C. : Comment s’est passé votre rencontre avec Philippe Blasband ?
A.G : Je l’ai rencontré, il y a un peu plus d’un an. Il m’avait vu jouer à la télévision et il m’a proposé ce rôle en 
me disant qu’on devrait faire des essais. J’ai tout de suite apprécié le rôle donc j’ai fait les essais et apparemment ça lui a plu. Pendant un an, j’ai attendu avec impatience de pouvoir jouer ce rôle.
 
C. : Dans le film, c’est la relation mère/fille qui est mise en avant, plus que le caractère des personnages. On est vraiment centré sur la relation entre les personnes. Est-ce que cela a demandé un travail de préparation particulier ?

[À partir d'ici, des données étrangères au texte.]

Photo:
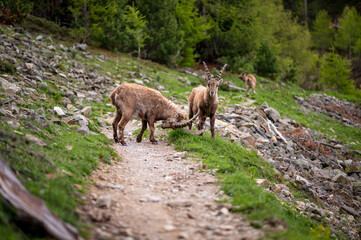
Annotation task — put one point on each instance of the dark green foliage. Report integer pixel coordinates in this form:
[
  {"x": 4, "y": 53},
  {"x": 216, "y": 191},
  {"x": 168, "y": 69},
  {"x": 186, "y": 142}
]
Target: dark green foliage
[
  {"x": 165, "y": 38},
  {"x": 266, "y": 64},
  {"x": 349, "y": 31},
  {"x": 194, "y": 29},
  {"x": 335, "y": 73},
  {"x": 45, "y": 26},
  {"x": 322, "y": 31},
  {"x": 14, "y": 11},
  {"x": 6, "y": 67},
  {"x": 88, "y": 17}
]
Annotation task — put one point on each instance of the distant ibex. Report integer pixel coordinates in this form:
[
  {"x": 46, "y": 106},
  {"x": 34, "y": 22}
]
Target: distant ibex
[
  {"x": 133, "y": 100},
  {"x": 250, "y": 81},
  {"x": 204, "y": 100}
]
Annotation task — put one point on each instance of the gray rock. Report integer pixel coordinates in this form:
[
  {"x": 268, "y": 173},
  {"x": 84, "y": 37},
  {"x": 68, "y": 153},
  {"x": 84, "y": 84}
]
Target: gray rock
[
  {"x": 59, "y": 111},
  {"x": 80, "y": 46},
  {"x": 302, "y": 181},
  {"x": 304, "y": 109},
  {"x": 39, "y": 38},
  {"x": 86, "y": 111},
  {"x": 137, "y": 81},
  {"x": 342, "y": 179},
  {"x": 9, "y": 88},
  {"x": 35, "y": 140},
  {"x": 262, "y": 182},
  {"x": 181, "y": 155},
  {"x": 101, "y": 122},
  {"x": 83, "y": 130},
  {"x": 264, "y": 106},
  {"x": 104, "y": 202},
  {"x": 65, "y": 101},
  {"x": 179, "y": 203},
  {"x": 272, "y": 114}
]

A.G. : La matière, on l’a forcément. On a toutes eu une maman et une relation avec elle, et on a toutes un potentiel de maternité. C’est un travail à aborder avec soi-même, sans avoir besoin de préparation particulière. Il y a quelque chose d’universel, mais c’est une histoire spécifique avec des problèmes spécifiques, donc le plus dur était d’entrer dans cette spécificité et de raconter cette histoire particulière.
 
C. : C’est votre premier tournage en Belgique ?
A.G. : Tout à fait, et j’en suis très contente. J’ai déjà joué au théâtre à Mons, mais c’est mon premier tournage en Belgique. J’en suis ravie parce que je trouve que l’ambiance est super et que les gens sont formidables. Chaque personne est très compétente, quel que soit son poste.